元夫の家は旧家だったので、私は結婚と同時に仕事を辞めました。
まあ、そこにはいろいろな葛藤や衝突があったのですが、とにかく、家に入って夫やその家族に尽くし、丈夫で賢い孫をたくさん産むという新たな任務を得たわけです。
最初は燃えました!
特に燃えたのがお料理!何とかして「素晴らしいお嫁さん」と言われたくて必死になって頑張りました。
婚家の方々に気に入っていただきたくて、それはもう自分を忘れて滅私奉公したものです。
でも、あるとき私は気がつきました。
嫁って何をしても気に入らないものなんだ!
それがはっきりわかったのは、義母や自分の姉に電話で義兄の悪口を言っているのを聞いた時なんです。

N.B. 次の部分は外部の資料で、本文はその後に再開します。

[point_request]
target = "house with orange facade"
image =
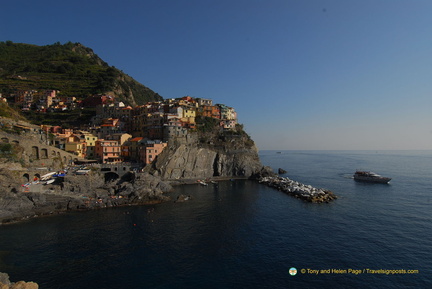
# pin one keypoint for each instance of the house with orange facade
(108, 151)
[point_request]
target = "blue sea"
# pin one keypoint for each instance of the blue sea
(240, 234)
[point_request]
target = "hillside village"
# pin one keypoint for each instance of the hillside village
(120, 133)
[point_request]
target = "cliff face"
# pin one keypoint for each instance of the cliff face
(199, 156)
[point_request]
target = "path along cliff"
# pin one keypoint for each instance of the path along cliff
(215, 154)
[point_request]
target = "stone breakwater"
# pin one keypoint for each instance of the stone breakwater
(299, 190)
(5, 283)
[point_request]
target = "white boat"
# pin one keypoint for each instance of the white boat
(50, 181)
(370, 177)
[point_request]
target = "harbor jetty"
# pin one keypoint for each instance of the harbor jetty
(298, 190)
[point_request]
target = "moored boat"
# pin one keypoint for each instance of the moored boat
(370, 177)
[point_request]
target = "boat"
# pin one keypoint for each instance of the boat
(47, 176)
(370, 177)
(202, 183)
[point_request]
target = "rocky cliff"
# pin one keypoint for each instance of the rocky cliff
(209, 155)
(75, 192)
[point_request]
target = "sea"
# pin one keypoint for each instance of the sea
(242, 234)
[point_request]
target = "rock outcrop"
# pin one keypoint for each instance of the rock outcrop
(200, 156)
(6, 284)
(299, 190)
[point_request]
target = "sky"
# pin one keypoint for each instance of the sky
(301, 74)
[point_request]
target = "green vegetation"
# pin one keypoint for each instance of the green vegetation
(6, 111)
(72, 68)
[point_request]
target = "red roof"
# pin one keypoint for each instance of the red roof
(136, 139)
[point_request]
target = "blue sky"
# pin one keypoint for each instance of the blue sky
(304, 74)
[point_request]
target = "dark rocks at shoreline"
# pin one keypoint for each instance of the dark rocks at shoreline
(182, 198)
(6, 284)
(80, 192)
(299, 190)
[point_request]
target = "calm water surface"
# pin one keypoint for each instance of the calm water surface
(241, 234)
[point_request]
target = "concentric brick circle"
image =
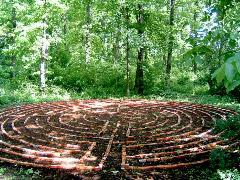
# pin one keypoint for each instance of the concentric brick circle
(85, 135)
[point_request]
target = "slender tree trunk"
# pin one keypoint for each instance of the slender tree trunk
(195, 36)
(116, 47)
(65, 30)
(44, 55)
(14, 25)
(127, 54)
(139, 86)
(88, 38)
(170, 43)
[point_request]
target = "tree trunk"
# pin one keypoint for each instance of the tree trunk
(170, 43)
(127, 54)
(139, 86)
(195, 36)
(14, 25)
(44, 55)
(116, 47)
(88, 38)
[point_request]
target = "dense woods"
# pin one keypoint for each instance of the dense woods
(167, 50)
(120, 47)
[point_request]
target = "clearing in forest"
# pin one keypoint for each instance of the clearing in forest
(94, 135)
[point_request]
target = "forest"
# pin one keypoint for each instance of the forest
(168, 50)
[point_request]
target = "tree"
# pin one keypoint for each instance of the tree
(139, 85)
(170, 43)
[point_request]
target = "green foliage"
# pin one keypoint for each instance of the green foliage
(232, 174)
(230, 127)
(29, 93)
(220, 159)
(229, 73)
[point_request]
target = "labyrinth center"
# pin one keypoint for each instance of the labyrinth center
(88, 135)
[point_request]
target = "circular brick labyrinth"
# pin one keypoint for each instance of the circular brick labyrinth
(89, 135)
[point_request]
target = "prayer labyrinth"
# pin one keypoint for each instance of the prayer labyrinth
(88, 135)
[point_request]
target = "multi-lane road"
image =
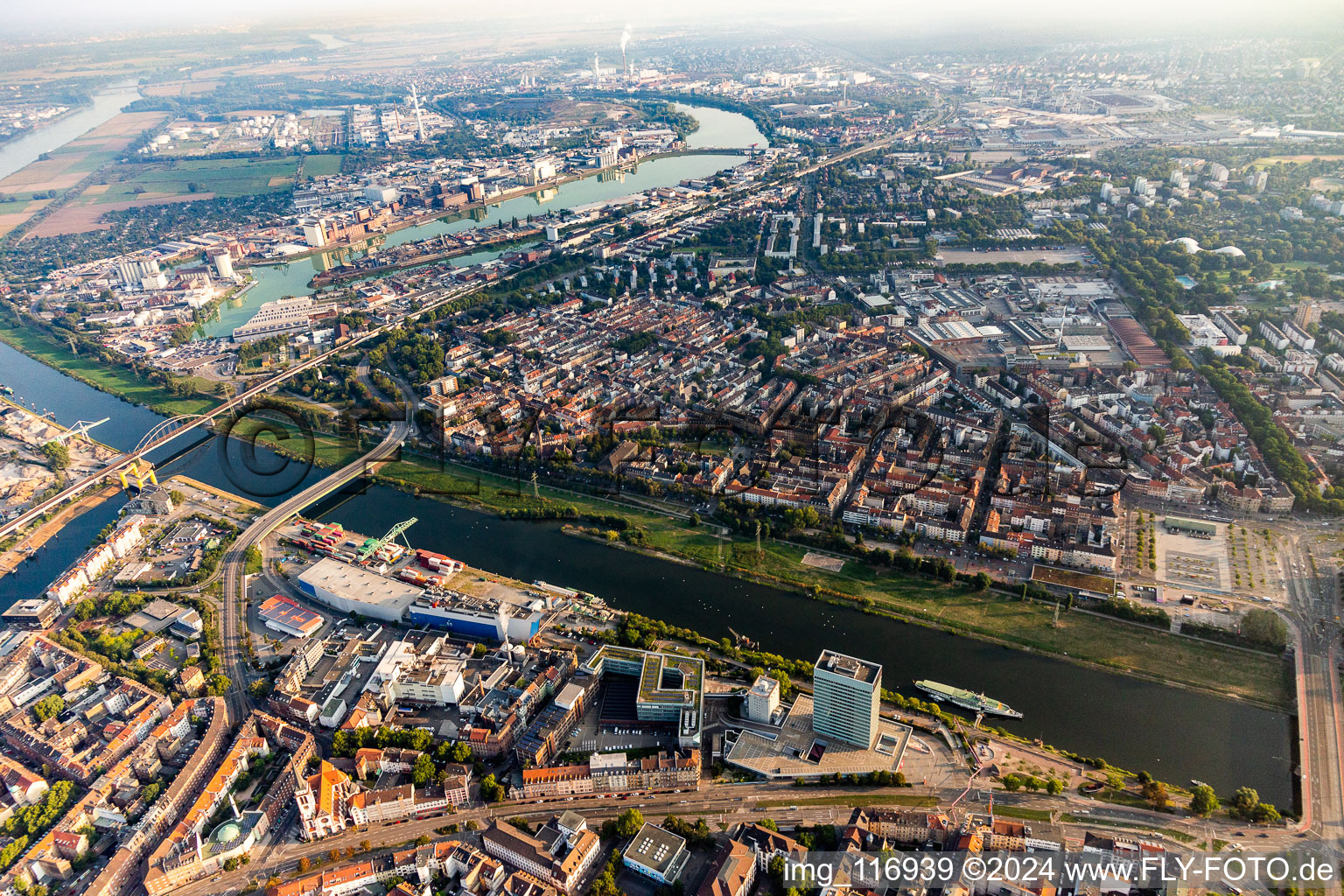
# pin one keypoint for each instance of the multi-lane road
(1313, 605)
(234, 612)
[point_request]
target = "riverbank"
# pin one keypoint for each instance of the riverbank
(1082, 639)
(115, 381)
(1025, 625)
(34, 539)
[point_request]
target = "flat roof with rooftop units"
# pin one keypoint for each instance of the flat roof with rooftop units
(671, 685)
(356, 590)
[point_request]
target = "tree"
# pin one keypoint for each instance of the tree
(1265, 813)
(1245, 801)
(1155, 793)
(628, 822)
(50, 705)
(1265, 627)
(1203, 801)
(492, 792)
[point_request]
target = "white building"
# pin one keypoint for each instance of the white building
(764, 699)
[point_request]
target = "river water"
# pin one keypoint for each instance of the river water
(20, 152)
(718, 128)
(1173, 734)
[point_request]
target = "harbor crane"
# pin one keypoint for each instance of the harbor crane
(376, 544)
(80, 427)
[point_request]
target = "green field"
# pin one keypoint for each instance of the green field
(110, 379)
(323, 164)
(1027, 624)
(228, 178)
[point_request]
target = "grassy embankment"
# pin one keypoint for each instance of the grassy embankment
(1080, 637)
(109, 379)
(1025, 624)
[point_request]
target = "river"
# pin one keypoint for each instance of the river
(20, 152)
(718, 128)
(1173, 734)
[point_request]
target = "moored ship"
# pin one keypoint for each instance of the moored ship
(968, 699)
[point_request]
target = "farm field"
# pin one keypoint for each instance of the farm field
(30, 188)
(127, 186)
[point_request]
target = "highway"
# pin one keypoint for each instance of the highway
(234, 620)
(240, 401)
(717, 803)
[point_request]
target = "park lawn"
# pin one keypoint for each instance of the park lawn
(1028, 624)
(110, 379)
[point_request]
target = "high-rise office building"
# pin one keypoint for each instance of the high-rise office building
(845, 697)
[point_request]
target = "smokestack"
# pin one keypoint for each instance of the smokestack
(626, 63)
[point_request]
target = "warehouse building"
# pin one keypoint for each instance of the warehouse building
(284, 614)
(356, 590)
(478, 618)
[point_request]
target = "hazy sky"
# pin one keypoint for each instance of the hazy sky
(1128, 19)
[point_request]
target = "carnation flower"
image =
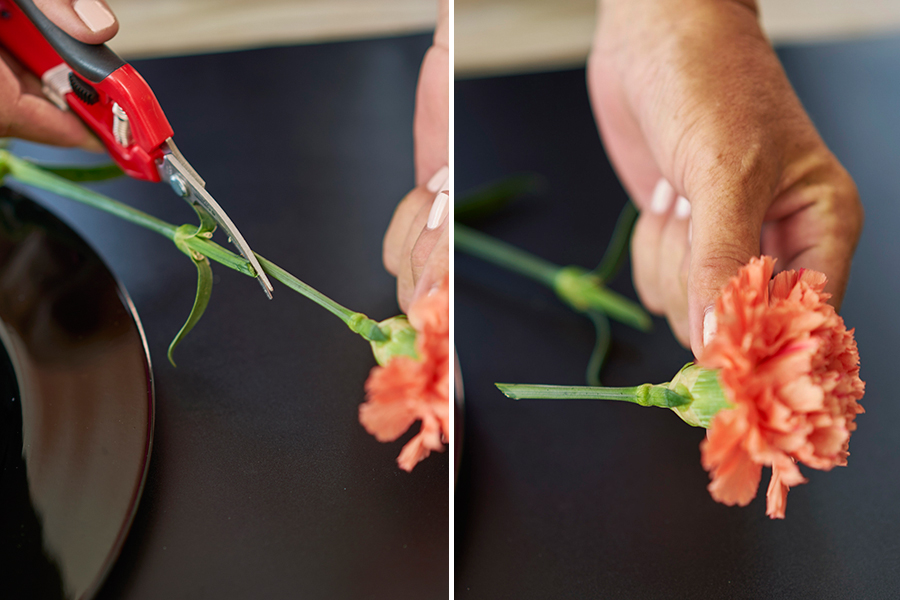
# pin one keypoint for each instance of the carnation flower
(790, 370)
(411, 382)
(778, 385)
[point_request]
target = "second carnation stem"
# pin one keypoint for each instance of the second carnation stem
(644, 395)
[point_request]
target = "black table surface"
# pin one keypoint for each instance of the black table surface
(606, 500)
(262, 482)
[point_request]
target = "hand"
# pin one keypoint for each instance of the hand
(417, 243)
(24, 112)
(692, 103)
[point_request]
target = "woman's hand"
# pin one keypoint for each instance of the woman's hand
(417, 243)
(24, 112)
(713, 145)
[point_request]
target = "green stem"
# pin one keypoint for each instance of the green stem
(644, 395)
(618, 243)
(29, 174)
(601, 347)
(503, 255)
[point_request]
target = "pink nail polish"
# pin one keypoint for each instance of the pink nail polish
(94, 14)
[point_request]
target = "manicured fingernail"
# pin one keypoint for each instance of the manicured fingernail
(439, 209)
(438, 181)
(709, 326)
(682, 208)
(662, 197)
(94, 14)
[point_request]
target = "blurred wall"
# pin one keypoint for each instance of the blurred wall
(505, 36)
(167, 27)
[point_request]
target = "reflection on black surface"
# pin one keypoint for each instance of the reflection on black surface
(32, 574)
(76, 419)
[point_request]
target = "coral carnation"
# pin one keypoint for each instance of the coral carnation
(790, 369)
(409, 389)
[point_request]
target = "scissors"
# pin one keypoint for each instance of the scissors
(116, 104)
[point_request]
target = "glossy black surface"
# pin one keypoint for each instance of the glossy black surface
(263, 484)
(77, 408)
(603, 500)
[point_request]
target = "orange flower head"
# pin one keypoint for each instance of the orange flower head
(790, 369)
(407, 388)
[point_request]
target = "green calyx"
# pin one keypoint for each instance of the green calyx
(584, 291)
(704, 393)
(400, 340)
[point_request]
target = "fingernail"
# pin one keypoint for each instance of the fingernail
(663, 194)
(94, 14)
(682, 208)
(439, 209)
(438, 180)
(709, 326)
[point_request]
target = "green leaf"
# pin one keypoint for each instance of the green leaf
(84, 173)
(201, 300)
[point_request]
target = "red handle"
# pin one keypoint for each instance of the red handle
(139, 143)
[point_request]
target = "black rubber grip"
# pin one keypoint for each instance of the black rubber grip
(94, 62)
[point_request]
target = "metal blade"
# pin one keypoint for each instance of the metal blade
(177, 172)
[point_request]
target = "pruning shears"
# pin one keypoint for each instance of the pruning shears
(116, 103)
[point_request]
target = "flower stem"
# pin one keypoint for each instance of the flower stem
(504, 255)
(644, 395)
(618, 243)
(30, 174)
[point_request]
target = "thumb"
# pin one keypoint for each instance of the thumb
(725, 235)
(89, 21)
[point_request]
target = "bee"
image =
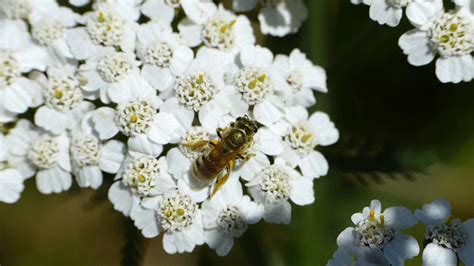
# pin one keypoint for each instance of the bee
(217, 162)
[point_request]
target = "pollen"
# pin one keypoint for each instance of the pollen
(372, 215)
(101, 17)
(58, 94)
(444, 39)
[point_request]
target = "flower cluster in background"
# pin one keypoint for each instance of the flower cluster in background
(376, 237)
(131, 87)
(444, 35)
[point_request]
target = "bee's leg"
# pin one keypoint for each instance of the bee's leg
(219, 132)
(222, 180)
(245, 157)
(201, 143)
(213, 142)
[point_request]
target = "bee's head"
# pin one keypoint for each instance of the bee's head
(236, 138)
(250, 126)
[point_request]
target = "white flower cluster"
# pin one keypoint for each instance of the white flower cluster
(445, 35)
(376, 239)
(122, 90)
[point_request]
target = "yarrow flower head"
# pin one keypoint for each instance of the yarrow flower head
(41, 154)
(376, 236)
(227, 216)
(11, 180)
(275, 185)
(446, 241)
(390, 12)
(115, 83)
(64, 103)
(292, 13)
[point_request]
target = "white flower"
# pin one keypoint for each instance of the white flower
(11, 181)
(343, 257)
(227, 215)
(449, 35)
(163, 56)
(115, 76)
(277, 17)
(181, 158)
(105, 28)
(277, 183)
(90, 156)
(139, 177)
(202, 89)
(18, 55)
(301, 135)
(148, 130)
(25, 9)
(446, 242)
(390, 12)
(11, 185)
(220, 29)
(79, 3)
(49, 32)
(300, 77)
(164, 10)
(177, 216)
(467, 4)
(64, 104)
(255, 83)
(376, 236)
(45, 155)
(128, 9)
(358, 2)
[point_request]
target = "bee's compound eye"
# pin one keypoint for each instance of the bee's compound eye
(236, 138)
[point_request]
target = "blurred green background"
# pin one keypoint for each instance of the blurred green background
(406, 140)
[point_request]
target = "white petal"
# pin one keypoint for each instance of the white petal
(182, 58)
(219, 241)
(198, 11)
(382, 12)
(251, 211)
(401, 248)
(399, 218)
(302, 192)
(256, 56)
(159, 78)
(11, 185)
(252, 167)
(435, 255)
(420, 12)
(324, 129)
(52, 120)
(436, 212)
(54, 180)
(314, 165)
(158, 10)
(141, 144)
(416, 45)
(190, 32)
(177, 162)
(455, 69)
(278, 213)
(266, 112)
(121, 198)
(104, 123)
(112, 156)
(89, 176)
(244, 5)
(146, 221)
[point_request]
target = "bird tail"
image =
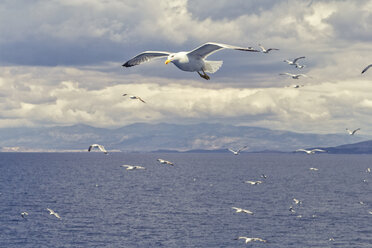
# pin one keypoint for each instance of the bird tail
(212, 66)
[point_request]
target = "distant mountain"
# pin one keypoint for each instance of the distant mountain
(364, 147)
(175, 137)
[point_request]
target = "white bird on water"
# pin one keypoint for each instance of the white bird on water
(24, 214)
(100, 147)
(241, 210)
(294, 76)
(266, 50)
(133, 167)
(51, 212)
(247, 240)
(192, 61)
(294, 62)
(365, 69)
(237, 151)
(162, 161)
(253, 182)
(310, 151)
(135, 97)
(352, 132)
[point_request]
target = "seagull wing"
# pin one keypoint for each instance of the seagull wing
(209, 48)
(318, 150)
(102, 148)
(295, 60)
(241, 149)
(144, 57)
(356, 130)
(365, 69)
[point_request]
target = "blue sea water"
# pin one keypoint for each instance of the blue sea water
(188, 205)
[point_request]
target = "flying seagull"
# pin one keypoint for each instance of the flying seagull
(100, 147)
(310, 151)
(352, 132)
(24, 214)
(189, 61)
(237, 151)
(135, 97)
(133, 167)
(253, 182)
(294, 76)
(266, 50)
(240, 210)
(365, 69)
(247, 240)
(51, 212)
(294, 62)
(162, 161)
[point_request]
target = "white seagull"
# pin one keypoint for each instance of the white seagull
(253, 182)
(247, 240)
(237, 151)
(135, 97)
(352, 132)
(266, 50)
(133, 167)
(294, 62)
(241, 210)
(310, 151)
(24, 214)
(189, 61)
(100, 147)
(162, 161)
(51, 212)
(294, 76)
(365, 69)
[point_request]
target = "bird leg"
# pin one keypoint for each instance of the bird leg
(204, 75)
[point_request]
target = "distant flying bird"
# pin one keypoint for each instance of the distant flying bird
(266, 50)
(365, 69)
(100, 147)
(247, 240)
(294, 76)
(24, 214)
(296, 86)
(240, 210)
(310, 151)
(135, 97)
(133, 167)
(51, 212)
(162, 161)
(352, 132)
(294, 62)
(253, 182)
(238, 151)
(193, 61)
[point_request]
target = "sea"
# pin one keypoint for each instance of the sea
(190, 204)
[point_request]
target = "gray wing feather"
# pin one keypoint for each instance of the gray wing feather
(144, 57)
(209, 48)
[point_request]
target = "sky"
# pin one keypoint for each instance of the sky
(60, 63)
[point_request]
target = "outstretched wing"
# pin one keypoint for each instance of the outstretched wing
(295, 60)
(144, 57)
(209, 48)
(365, 69)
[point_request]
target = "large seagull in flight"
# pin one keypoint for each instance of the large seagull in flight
(194, 60)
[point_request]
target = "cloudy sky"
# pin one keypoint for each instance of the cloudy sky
(61, 63)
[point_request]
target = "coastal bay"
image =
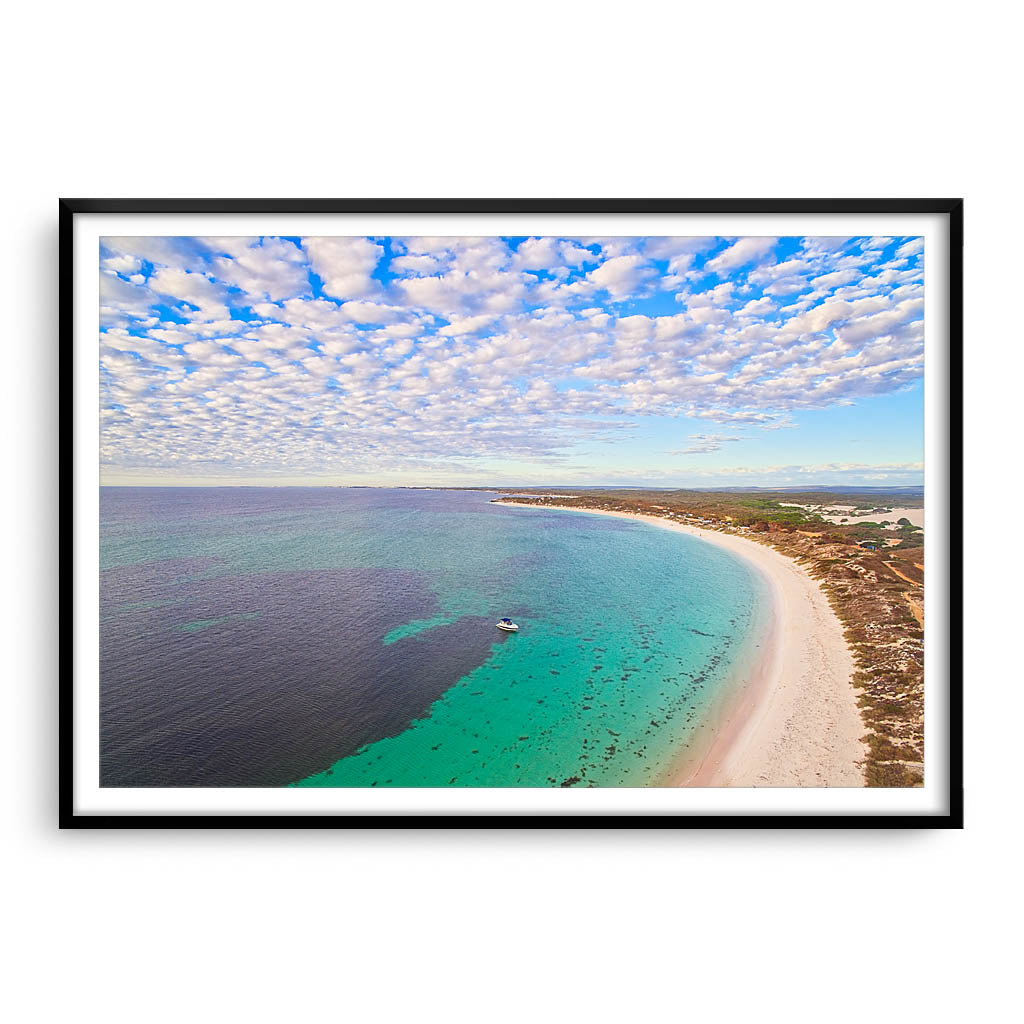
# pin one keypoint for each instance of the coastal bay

義母は義兄に会うと、もちろん丁寧な言葉で接しますし、いつも笑顔です。
でも、義兄がいないところで、義兄のことを信じられないような意地悪な言葉で罵りました。
義兄は家族に恵まれなかった人なので、義母や義父をとても大事にしていたのですが、そのやり方や言葉の選び方を槍玉に挙げて
「やっぱりちゃんとした家で育たないとだめなのよねえ」と嬉しそうに話しているのです。
その瞬間、私のした事もきっとこう言われている!と気づきました。
結局どんなに心を込めてやろうと、義母が気に入らない限りはすべて✖️。
そもそも自分の家のよりも格下の人間と結婚させているのですから何しても存在自体が気に入らないわけで、それってつまりは「うちは家柄がいい」というプライドの表れなんですよねー。
義母にはまったく悪気がなく、大事に育てた娘や息子がこんな婿や嫁しか貰えないなんて自分はなんて不幸なんだろうと本気で思っており、それを親族に話すことで鬱憤を晴らしているだけなのでした。
その時から私は滅私奉公を止めました。
もちろん家族を幸せにするための努力は止めませんでしたが、「「いい嫁」って言われなくても構わない、何がいいかは私が決める!」と意識が大きく変化したんです。
そして、悪口を言われても、義母のストレス解消に役立ってるからこれは1つのボランティアだもんね、と気にしないようにしました。
前は悪口を言われないようただただ必死になっていたのに…
この経験のおかげで、私は人の目をあまり気にしなくなりました。
離婚のことも別に恥ずかしくもなんともなく、もし噂にされてもみなさんの茶飲み話の種を提供してあげたと思うようになりました。
人の目を気にして、いい人やいい嫁やいい娘やいい妻になろうとするのは一見素晴らしいように見えますが、それって本当に自分が望んだ姿なの?と今の私は思います。
いい、悪いは自分が決めるんです。
世の中の常識って、結局国をまとめるために都合の良い状態を作っているだけで、個々人の幸せなんてこれっぽっちも考えていないと思いませんか?
今、みんなから「いいお嫁さんだね」とか、「あの人は本当にいい人だよね」って言われている人は、一度考えてみて欲しいんです。
それ、本当に正しいと思ってやってますか?
それ、本当にあなたがやりたいことですか?
それ、本当にあなたを含めたみんなを幸せにしてますか?
あなたが犠牲になって成り立つ幸せなんて本当の幸せではないんです。
それは偽物の幸せ。
あなたを含めたみんなが幸せにならないと意味が無いんですよ。